I’ve since used this same playbook to scale a warehouse for an e-commerce company, grow the revenue of a highly-trafficked website, and build out a sales team for a nonprofit.
At least for me, the domain I worked in didn’t matter as much as the conditions under which I was working. I just needed a problem to figure out and the freedom to build a system. But once I did that, I was ready to hand-off the project to someone who could optimize what I had built.
These experiences taught me an important lesson – there’s a big difference between people who enjoy building a new system and people who enjoy improving an existing one.
Basically, there are two types of workers: builders and improvers. Builders get a system off the ground. Improvers optimize an existing system.
I fell into the builder camp. I enjoyed the sink or swim moment of seeing if I had what it took to make something work. That's the fun part, even if its riddled with uncertainty and doubt.
For other people, the builder phase is a terrifying and unwelcome burden. They’d rather improve something that's already working.
You need both people in a company.
It turns out that the builders are particularly valuable at startups that don't have well-defined processes. Improvers offer more value at companies that have more of the nuts and bolts already in place.
Being more of a builder led me to thrive as a generalist at early-stage startups and in my half-baked career as a writer and podcaster. In all of those contexts, I confronted new problems with unknown solutions and had the flexibility to build an initial system that worked.
The downside of this proclivity for building is that I lose interest in projects rather quickly, and that can mean that these projects don't reach their full potential if I don't find an improver to take over.
The same tradeoffs exist if you're an improver.
Improvers often specialize in certain niches and help companies transform fragile systems into more robust ones.
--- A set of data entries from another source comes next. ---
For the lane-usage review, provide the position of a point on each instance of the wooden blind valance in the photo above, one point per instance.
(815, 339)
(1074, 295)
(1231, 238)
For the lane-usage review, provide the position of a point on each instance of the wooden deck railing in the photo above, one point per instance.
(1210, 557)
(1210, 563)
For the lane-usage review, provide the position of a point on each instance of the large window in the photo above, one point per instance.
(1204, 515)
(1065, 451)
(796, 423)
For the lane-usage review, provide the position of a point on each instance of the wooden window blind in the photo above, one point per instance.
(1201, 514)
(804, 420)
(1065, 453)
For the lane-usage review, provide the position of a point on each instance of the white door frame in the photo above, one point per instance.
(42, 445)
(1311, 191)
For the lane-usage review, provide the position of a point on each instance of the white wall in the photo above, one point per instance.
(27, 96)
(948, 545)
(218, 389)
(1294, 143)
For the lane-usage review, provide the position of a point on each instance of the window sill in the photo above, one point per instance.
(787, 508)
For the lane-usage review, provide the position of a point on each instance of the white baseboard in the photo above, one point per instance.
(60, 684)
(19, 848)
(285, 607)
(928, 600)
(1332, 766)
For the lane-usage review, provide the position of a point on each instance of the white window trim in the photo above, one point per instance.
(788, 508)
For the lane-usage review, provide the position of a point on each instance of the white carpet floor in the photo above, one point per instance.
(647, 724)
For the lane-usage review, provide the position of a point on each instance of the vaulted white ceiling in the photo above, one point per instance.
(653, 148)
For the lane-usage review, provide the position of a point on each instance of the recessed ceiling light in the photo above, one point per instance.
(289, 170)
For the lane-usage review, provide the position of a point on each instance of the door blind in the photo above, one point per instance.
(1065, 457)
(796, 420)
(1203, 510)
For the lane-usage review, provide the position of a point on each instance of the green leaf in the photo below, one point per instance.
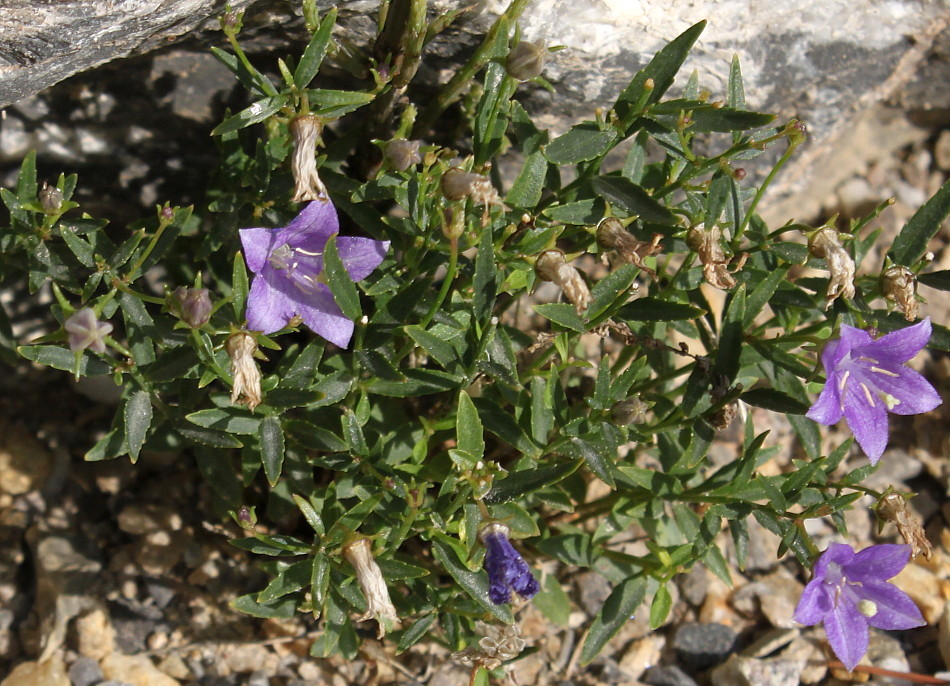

But when they're asked to figure something out from a blank slate, they often falter.
The point here is that both "builders" and "improvers" are necessary.
And if you haven't figured out whether you're a builder or an improver, it's worthwhile to take the time to do so. That way, you can identify where you can thrive and best help a company.
If you’ve spent your career optimizing processes that you didn’t build, for example, you may find that you’re much happier being the person who gets something off the ground. The reverse is also true.
The only way to find out is to try both and see what works for you.